Life in America: The Reagan Years, A Webography

Midterm Examination Prompt


National identities are made, not born.  They spring not fully formed from the physical landscape that we inhabit and traverse, but rather emerge in fits and starts from the collective imagination of a cohort of people who imagine themselves as a unified group based on shared values, shared experiences, etc.  It is in this respect that, in his book Imagined Communities: Reflections on the Origin and Spread of Nationalism (1983), Benedict Anderson proposed “the following definition of the nation: it is an imagined political community—and imagined as both inherently limited and sovereign.”  Anderson goes on to explain that the “nation”

is imagined because the members of even the smallest nation will never know most of their fellow-members, meet them, or even hear of them, yet in the minds of each lives the image of their communion . . . . The nation is imagined as limited because even the largest of them encompassing perhaps a billion living human beings, has finite, if elastic boundaries, beyond which lie other nations . . . . It is imagined as sovereign because the concept was born in an age in which Enlightenment and Revolution were destroying the legitimacy of the divinely-ordained, hierarchical dynastic realm. Coming to maturity at a stage of human history when even the most devout adherents of any universal religion were inescapably confronted with the living pluralism of such religions, and the allomorphism between each faith's ontological claims and territorial stretch, nations dream of being free, and, if under God, directly so. The gage and emblem of this freedom is the sovereign state.  Finally, it is imagined as a community, because, regardless of the actual inequality and exploitation that may prevail in each, the nation is always conceived as a deep, horizontal comradeship. (5-7)

If we accept Anderson’s concept of the nation-as-imagined-community, then what image of “American-ness” (i.e., American national identity, or America-as-imagined-community) in the 1980s has emerged through our discussions and examinations of the primary course readings so far?  (Include in your essay response references to at least the four primary texts that we have examined to this point in the term, including:  Robert Collins, Transforming America: Politics and Culture During the Reagan Years;  Margaret Atwood, The Handmaid’s Tale;  Robert Alter, Genesis: Translation and Commentary;  and George M. Marsden, Fundamentalism and American Culture.)  In what ways is “history” (as an object, as a field of study, as a text) implicated in and/or responsible for the “imagining of America” as a nation, as a collective?  In what ways is “literature” (as an object, as a field of study, as a text) implicated in and/or responsible for the “imagining of America” as a nation, as a collective?  In what ways is “Scripture” (as an object, as a field of study, as a text) implicated in and/or responsible for the “imagining of America” as a nation, as a collective?  In what ways is “theology” (as an object, as a field of study, as a text) implicated in and/or responsible for the “imagining of America” as a nation, as a collective?  In what ways is “art” (as an object, as a field of study, as a text) implicated in and/or responsible for the “imagining of America” as a nation, as a collective?  (Think specifically about the Barbara Kruger piece included above and available—in full color—on the course Weebly site.) 

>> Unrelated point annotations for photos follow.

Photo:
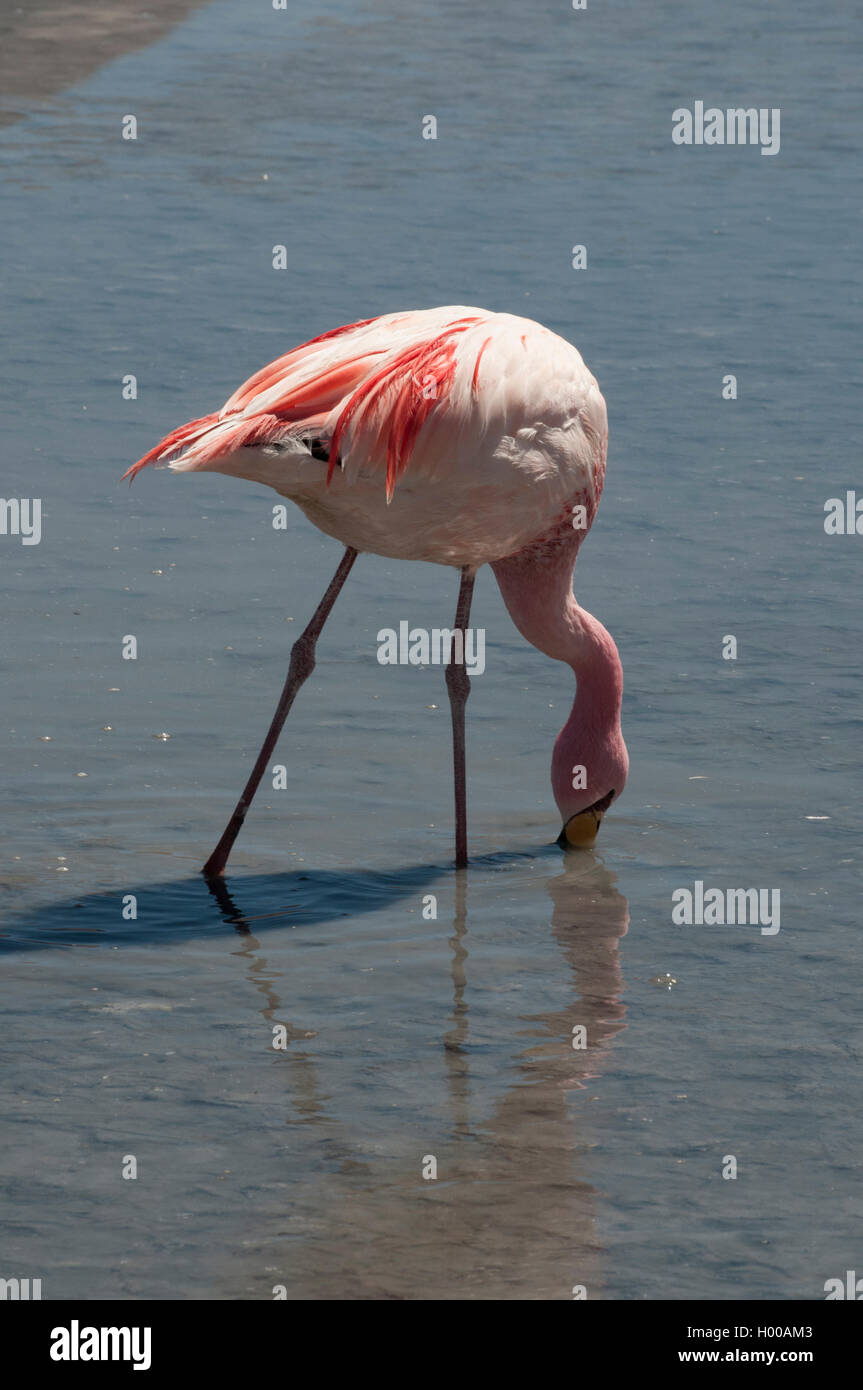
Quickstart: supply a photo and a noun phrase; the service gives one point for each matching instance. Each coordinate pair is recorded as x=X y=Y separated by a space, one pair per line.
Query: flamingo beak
x=581 y=830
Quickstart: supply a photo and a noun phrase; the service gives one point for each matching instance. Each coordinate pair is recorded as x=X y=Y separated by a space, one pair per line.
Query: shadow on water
x=495 y=1093
x=510 y=1212
x=179 y=909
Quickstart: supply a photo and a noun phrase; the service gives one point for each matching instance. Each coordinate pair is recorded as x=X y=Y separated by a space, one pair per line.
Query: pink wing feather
x=373 y=384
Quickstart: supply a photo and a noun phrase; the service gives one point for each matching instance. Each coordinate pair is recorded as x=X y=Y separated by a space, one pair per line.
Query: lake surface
x=412 y=1037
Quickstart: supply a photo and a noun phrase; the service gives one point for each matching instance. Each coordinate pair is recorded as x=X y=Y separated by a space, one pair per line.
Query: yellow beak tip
x=581 y=830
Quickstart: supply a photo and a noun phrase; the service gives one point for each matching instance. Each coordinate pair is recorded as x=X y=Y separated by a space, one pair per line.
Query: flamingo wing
x=366 y=387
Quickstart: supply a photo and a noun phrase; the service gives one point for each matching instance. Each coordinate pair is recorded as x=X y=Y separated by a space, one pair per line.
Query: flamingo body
x=462 y=435
x=453 y=435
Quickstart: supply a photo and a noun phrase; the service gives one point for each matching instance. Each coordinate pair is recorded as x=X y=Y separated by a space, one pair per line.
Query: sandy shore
x=46 y=45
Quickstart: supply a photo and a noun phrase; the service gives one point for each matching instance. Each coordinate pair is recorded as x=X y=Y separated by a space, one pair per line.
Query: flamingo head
x=588 y=773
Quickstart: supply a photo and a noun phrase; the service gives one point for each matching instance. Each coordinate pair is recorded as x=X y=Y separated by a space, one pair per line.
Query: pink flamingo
x=453 y=435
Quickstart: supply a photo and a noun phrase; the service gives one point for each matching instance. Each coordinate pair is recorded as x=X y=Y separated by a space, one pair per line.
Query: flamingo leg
x=459 y=687
x=302 y=666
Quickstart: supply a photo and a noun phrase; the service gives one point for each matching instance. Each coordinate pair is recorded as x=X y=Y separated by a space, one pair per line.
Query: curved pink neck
x=537 y=587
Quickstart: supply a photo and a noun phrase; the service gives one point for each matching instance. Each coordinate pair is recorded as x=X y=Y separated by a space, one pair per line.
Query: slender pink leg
x=302 y=666
x=459 y=687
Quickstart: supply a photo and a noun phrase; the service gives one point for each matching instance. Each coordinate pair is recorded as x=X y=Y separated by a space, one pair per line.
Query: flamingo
x=455 y=435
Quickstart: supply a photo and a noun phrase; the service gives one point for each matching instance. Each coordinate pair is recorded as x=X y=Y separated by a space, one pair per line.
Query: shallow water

On a related note, in what ways is the image of America-as-nation “limited” (in Anderson’s sense of the term) by history, literature, Scripture, and/or theology?  Do you, for example, agree with historian Robert Collins who, in his book Transforming America, argues that “[Ronald] Reagan . . . defined the contours and direction of the new political mainstream in the 1980s”?  If you agree with Collins, then what were the salient features of this “new political mainstream”?  In what ways was (Was?) Reagan responsible for the implementation of that political order and in what ways did that political order limit our understandings of America-as-imagined-community?  In other words, what kind of “community” did Reagan “imagine” and in what ways did he work to establish and limit this image of “American-ness”?  What does the idea of “sovereignty” mean within 1980s America?  What role (if any) does it play in the collective imagining of ourselves as a unified community?

This examination is primarily designed to challenge you to exercise your higher-order critical thinking skills (i.e., analysis, synthesis, and evaluation) in thinking across the required readings for the course and in building a strong response to the prompt above.  I do not expect you to respond to each and every question that I pose in the prompt, though I do expect your response to reflect a solid and comprehensive understanding of the larger concepts and ideas addressed throughout the prompt.  This take home midterm examination can be discussed among your peers without those discussions being considered plagiarism (as long as each of you author your own written response to the prompt).  The midterm examination should be typed, double-spaced, and printed with 1” margins on all sides of the page;  it can also be printed either single-sided or front-to-back.  There is no maximum page length, but I would expect that you will write a minimum of five pages.  The midterm examination is due on Thursday, March 3, 2011, at the beginning of class.  Please let me know if you have any questions regarding this assignment and happy writing!

Works Cited

Anderson, Benedict.  Imagined Communities: Reflections on the Origin and Spread of Nationalism.  Revised ed.  London: Verso, 1991.  Print.

Collins, Robert M. Transforming America: Politics and Culture During the Reagan Years.  New York: Columbia UP, 2009.  Print.